The pair began studying in February 2022. They passed the theory exam in May. In October, they took the service and tasting test.
“Presentation. Decanting a bottle. Doing a champagne service. Can you pour a calvados? Can you make a cocktail? Can you make four cocktails? Can you do beer service? Do you know your vintages for port?” Blackwell-Calvert said.
“It’s very easy to kind of throw up your hands in this whole process and say, ‘I’m done,’” Geary said. “I just want to go back to watching movies when I get off work, and I want to drink some Busch Light from time-to-time, but having another person definitely really helps.”
Only 31 of the 225 candidates who took the test passed. Blackwell-Calvert and Geary were the only Missourians to pass the exam.

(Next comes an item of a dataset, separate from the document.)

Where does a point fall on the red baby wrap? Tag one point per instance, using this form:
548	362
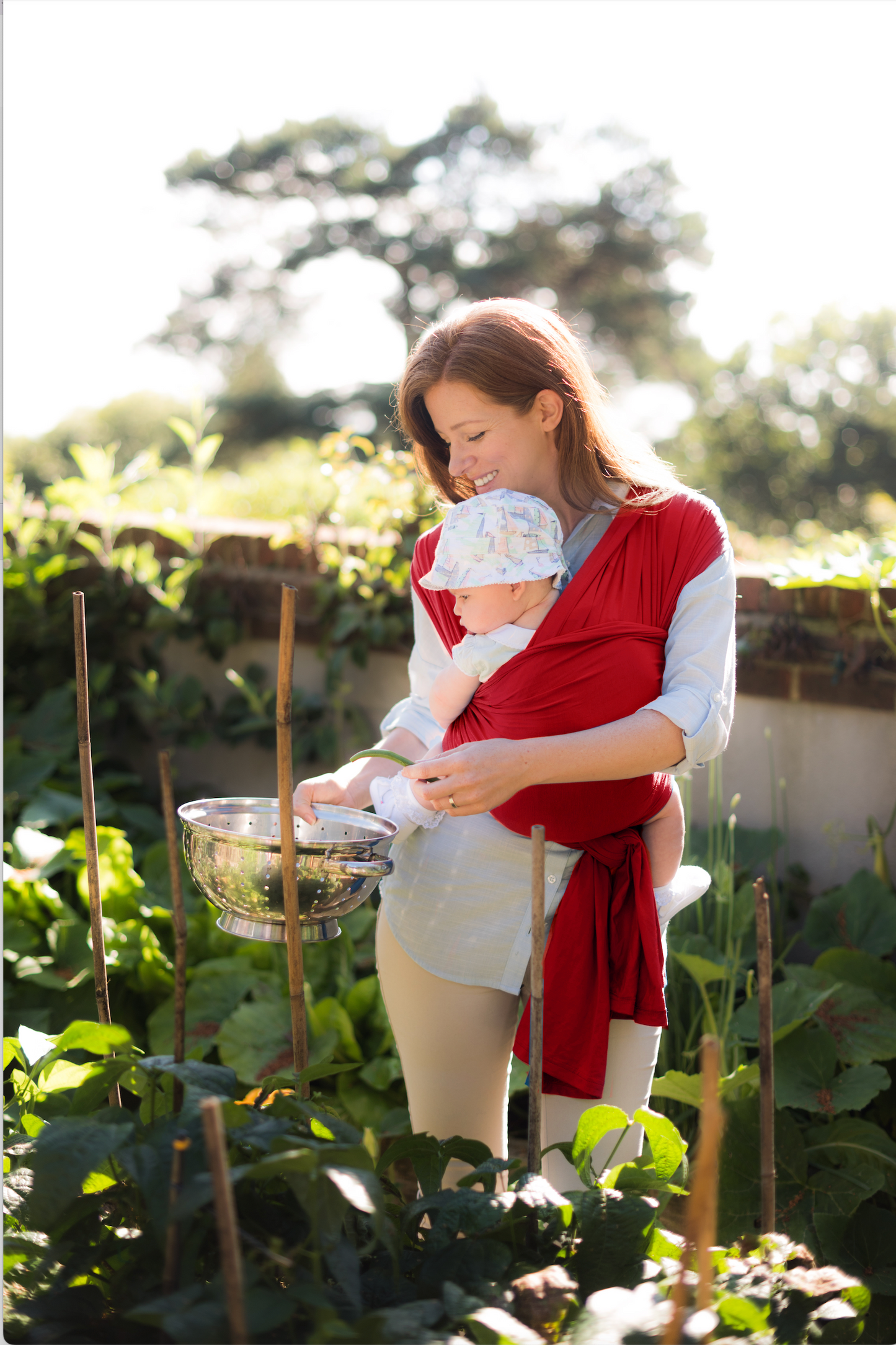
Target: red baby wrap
598	657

The pair, who makeup two-thirds of the sommelier team at Cinder House inside the Four Seasons Hotel St. Louis, now wear prestigious pins as a sign of their certification.

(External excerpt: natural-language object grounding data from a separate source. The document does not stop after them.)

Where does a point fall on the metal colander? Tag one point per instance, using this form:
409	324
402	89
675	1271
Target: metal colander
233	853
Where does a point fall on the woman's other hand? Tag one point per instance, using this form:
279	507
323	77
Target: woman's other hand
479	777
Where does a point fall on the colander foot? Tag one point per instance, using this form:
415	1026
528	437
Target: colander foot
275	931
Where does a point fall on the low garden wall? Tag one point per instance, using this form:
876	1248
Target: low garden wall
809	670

“You want that authority. It’s like, I’ve earned this. I’ve earned the right to be here, and no one can take that away from me,” Blackwell-Calvert said.
Blackwell-Calvert hopes her professional accomplishments will keep the door open for other women of color to enter the world of wine.
“People take their stereotypes that they have in their head when they look at me and then think that I’ll preform a certain way or recommend a certain bottle because of the way I look,” she said. “It’s part of who I am. I do enjoy being on this journey that a lot of people haven’t traveled already. I like to be a part of that. I’m proud of who I am and what I represent.”
With two local experts at the ready, we wanted to know where they’d recommend someone new to wine start their journey in this new year.
“I would recommend Italy. I think Italy is a great place. Sangiovese is a great grape. It’s diverse and you can pick up a great bottle of Chianti for $10-15 still,” Geary said.
“If you’re just getting into wine, I’d say start with Pinot Noir,” Blackwell-Calvert said. “It’s soft. Lighthearted. Velvety textured. It’s definitely not offensive. I would start there.”